I suppose it’s possible that some ‘past life trauma’ is to blame. Perhaps in I was in a previous existence sacrificed to ensure better crops. Somehow I don’t think so, though. Nope. I think the basis for the free-floating weirdness is probably the whole ‘hello-goodbye’ thing. I don’t mind any of the crisp ‘hellos’ that the start of each new season generally brings but I hate the goodbyes. With all the enthusiasm of a tomato vine after the first killing frost, here I am, waving a helpless farewell to summer as it cycles away from me, the flapping of an ace of hearts tucked in its bike spokes, ticking down the festival season like a mechanical clock with a stripped winding arbor.
In spite of the pressures of finishing things up with U of M and moving of house in preparation for the start of term at Leicester, it was a lovely summer. It has felt like a bit of a stolen season--no, much more than that. It seems to me that all of Leicester is somehow a stolen season, personified. 'Leicesterians' seem to be even-tempered and interested in the world. People smile at each other in the streets. They talk about social welfare and creative community development while comparing broccoli prices. There always (really, ALWAYS) seems to be something of pleasant interest going on--but not so very many ‘somethings’ that it becomes overwhelming.

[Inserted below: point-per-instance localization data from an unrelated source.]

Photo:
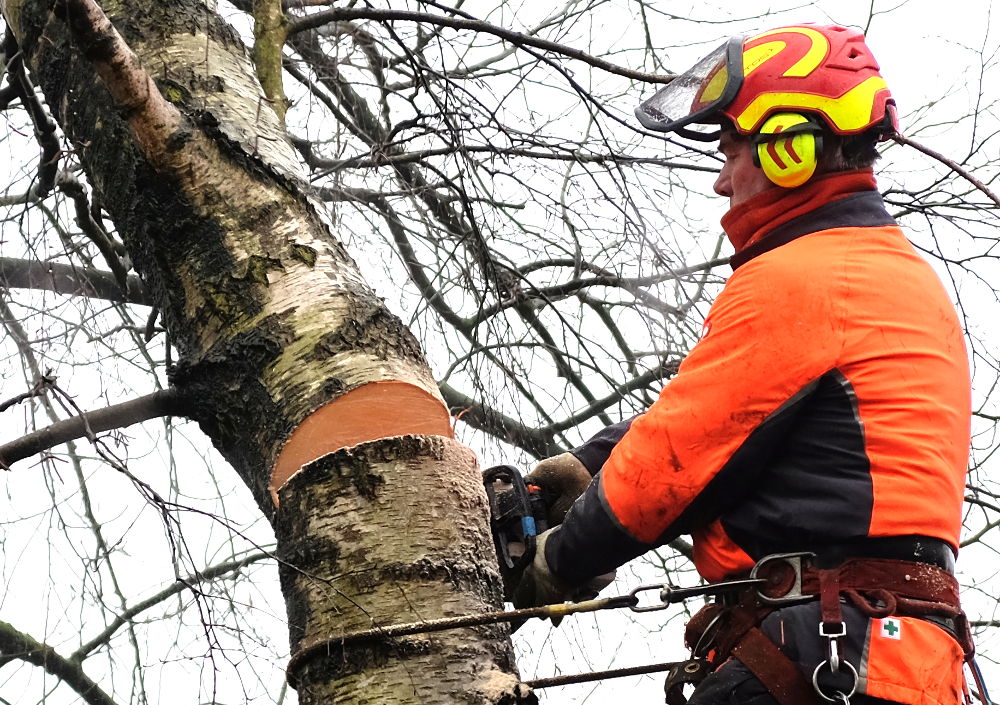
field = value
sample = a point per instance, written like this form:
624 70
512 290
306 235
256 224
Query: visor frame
734 81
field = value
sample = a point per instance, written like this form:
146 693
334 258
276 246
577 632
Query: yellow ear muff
787 148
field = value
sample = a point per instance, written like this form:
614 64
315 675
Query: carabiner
794 594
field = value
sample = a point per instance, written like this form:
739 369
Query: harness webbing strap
774 669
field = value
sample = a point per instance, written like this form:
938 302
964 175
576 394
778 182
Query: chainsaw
517 517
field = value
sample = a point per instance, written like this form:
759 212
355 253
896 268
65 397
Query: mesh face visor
689 105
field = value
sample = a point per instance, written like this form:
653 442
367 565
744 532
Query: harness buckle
765 567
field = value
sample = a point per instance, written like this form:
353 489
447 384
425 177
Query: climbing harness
729 626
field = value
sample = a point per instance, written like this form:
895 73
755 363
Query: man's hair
849 152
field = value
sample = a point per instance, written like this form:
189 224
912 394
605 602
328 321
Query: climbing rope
392 631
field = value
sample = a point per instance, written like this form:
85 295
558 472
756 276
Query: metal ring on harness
707 638
835 698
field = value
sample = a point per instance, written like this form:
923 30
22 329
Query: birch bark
276 327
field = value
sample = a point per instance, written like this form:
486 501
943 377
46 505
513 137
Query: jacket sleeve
773 331
594 452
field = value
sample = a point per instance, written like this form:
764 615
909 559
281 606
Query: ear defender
787 148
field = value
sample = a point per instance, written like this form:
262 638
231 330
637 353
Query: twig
15 644
163 403
180 585
44 383
69 280
951 164
319 19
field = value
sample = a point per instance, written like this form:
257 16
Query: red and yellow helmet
827 71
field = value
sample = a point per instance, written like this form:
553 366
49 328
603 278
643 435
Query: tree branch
15 644
182 584
168 402
951 164
69 280
498 425
319 19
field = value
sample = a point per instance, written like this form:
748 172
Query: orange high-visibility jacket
828 401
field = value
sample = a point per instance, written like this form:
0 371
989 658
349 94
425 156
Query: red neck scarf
751 220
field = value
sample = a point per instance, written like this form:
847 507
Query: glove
540 586
562 478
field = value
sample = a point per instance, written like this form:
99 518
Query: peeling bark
423 546
273 322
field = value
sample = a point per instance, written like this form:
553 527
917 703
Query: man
825 410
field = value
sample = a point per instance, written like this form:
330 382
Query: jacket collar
777 216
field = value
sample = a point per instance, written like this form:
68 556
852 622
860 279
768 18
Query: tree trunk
282 344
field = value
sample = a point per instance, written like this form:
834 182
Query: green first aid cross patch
891 628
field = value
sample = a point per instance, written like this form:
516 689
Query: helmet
822 71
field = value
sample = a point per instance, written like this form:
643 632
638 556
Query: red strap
782 678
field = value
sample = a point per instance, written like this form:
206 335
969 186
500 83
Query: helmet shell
826 70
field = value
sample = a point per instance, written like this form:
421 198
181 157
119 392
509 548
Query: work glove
540 586
562 478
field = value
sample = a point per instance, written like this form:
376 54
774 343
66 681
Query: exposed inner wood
372 411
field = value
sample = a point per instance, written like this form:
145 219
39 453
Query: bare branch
319 19
15 644
69 280
951 164
168 402
187 583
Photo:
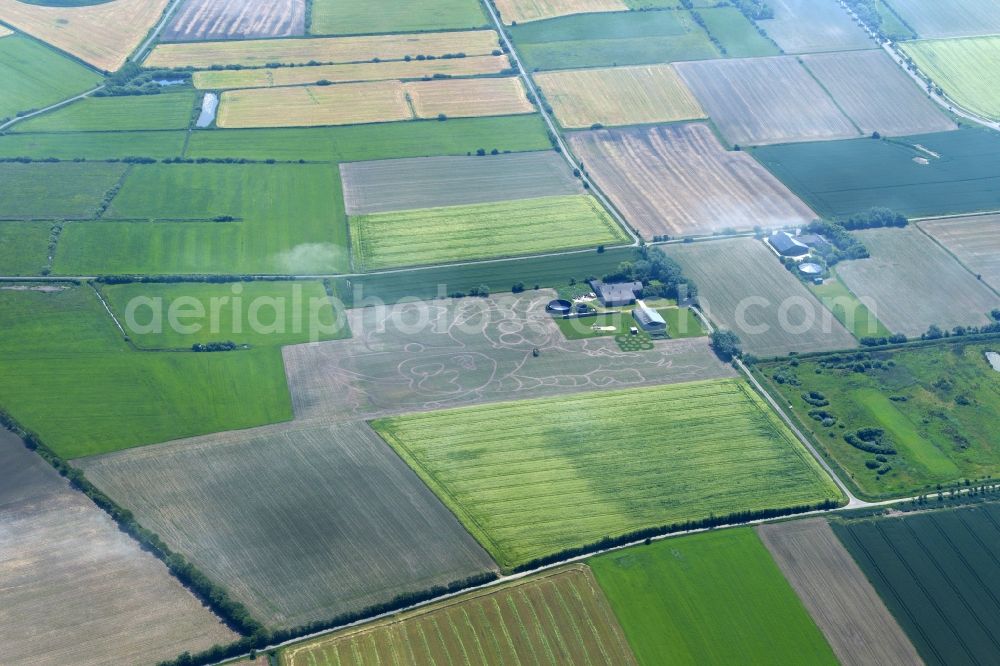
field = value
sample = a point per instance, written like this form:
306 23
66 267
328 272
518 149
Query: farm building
649 319
619 293
787 245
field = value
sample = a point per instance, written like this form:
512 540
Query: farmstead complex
464 332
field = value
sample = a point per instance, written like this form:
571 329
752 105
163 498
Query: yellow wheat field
468 97
366 71
302 106
325 49
103 35
523 11
619 96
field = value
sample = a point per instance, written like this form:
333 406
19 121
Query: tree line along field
555 618
235 19
708 598
372 102
67 374
454 233
935 406
331 50
832 587
166 111
102 35
618 96
36 77
562 475
406 184
214 218
344 525
744 288
966 69
269 77
974 241
937 572
332 17
913 283
678 180
946 173
64 559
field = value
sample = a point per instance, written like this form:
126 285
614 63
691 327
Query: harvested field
259 53
765 100
427 182
103 35
345 524
714 598
301 106
336 17
743 287
955 18
533 478
968 70
975 241
915 283
840 599
679 181
523 11
456 233
618 96
468 97
808 26
270 77
559 617
35 76
74 589
876 94
937 572
435 354
236 19
947 173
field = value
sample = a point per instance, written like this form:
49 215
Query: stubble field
679 181
836 593
618 96
62 560
345 524
556 618
559 474
975 241
765 100
236 19
102 35
457 233
426 182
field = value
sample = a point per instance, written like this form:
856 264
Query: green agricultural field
947 173
35 76
143 112
456 136
67 374
560 474
93 145
25 247
938 405
333 17
259 314
968 70
560 617
938 573
607 40
480 231
44 191
709 598
286 219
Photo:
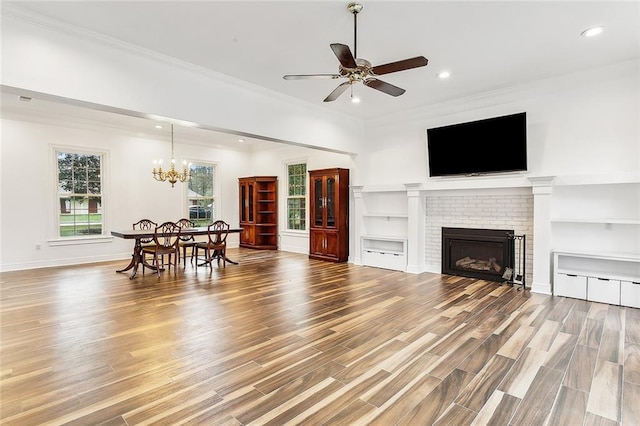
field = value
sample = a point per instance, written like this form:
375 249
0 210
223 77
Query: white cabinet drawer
395 261
603 290
630 294
570 286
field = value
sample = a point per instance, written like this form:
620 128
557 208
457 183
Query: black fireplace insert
477 253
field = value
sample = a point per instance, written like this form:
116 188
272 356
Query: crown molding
16 12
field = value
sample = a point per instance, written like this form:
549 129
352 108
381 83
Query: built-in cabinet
596 239
597 277
383 230
329 214
259 212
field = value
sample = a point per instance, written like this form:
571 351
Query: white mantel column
358 211
542 187
415 228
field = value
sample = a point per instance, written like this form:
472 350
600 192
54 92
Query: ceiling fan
356 70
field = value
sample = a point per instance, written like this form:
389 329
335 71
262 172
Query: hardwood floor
281 339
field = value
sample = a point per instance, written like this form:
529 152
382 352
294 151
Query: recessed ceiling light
591 32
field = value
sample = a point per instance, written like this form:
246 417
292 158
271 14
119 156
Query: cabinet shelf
596 221
258 212
602 277
384 252
387 215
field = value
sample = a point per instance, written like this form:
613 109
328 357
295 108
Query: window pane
296 213
80 196
296 202
201 200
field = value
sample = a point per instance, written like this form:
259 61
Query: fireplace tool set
515 273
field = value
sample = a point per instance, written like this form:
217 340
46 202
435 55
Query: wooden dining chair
145 225
186 241
166 238
216 246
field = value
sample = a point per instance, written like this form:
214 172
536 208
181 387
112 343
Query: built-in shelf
387 215
600 221
612 278
384 252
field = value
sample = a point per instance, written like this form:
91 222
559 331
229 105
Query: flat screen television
492 145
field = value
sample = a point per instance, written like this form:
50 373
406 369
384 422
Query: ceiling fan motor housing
355 7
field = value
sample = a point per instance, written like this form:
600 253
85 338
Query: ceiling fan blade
311 76
406 64
343 53
337 92
387 88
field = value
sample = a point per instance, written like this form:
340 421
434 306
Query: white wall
579 124
77 65
29 205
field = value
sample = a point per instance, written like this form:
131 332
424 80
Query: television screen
492 145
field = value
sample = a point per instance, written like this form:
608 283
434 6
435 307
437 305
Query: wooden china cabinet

Of course I’m fortunate. I’ve found a home in the heart of the Cultural Quarter, a stone’s throw from The Phoenix, The Curve, the town centre, Farmers’ Market, Leicester People’s Photography Gallery and Leicester Train Station. I’m only about a brisk twelve-minute stroll from the New Walk Museum, University of Leicester and De Montfort University. Even when it’s raining, my umbrella hardly has time to get wet in transit from anywhere to anywhere! Again, I feel very, very fortunate to live here.
Still, there is sorrow in the midst of all this circadian balance. I take some comfort in that old adage that all endings are simultaneously fresh beginnings but the platitude rings hollow in the autumnal chill. The heady aroma of sun-drenched recollection is beginning to fill the room. It seems inevitable; my flagging spirits are about to zealously harvest a bumper-crop of overly ripe wistfulness. Yes, just when I’m certain I’m going to be stuck with more ‘conserve of nostalgia’ than I can use or even give away at the holidays, rationalisation comes to my rescue, saying: “The passage of the seasons is a circle; where exactly does a circle begin? Where does it end?”
Watching the leaves softly drift away into the lengthening shadows I can see that I’ve been misguided by a trick of the light. Summertime is not riding away as I’d thought. It is out there right now, in the distance, pedaling as fast as it can to return.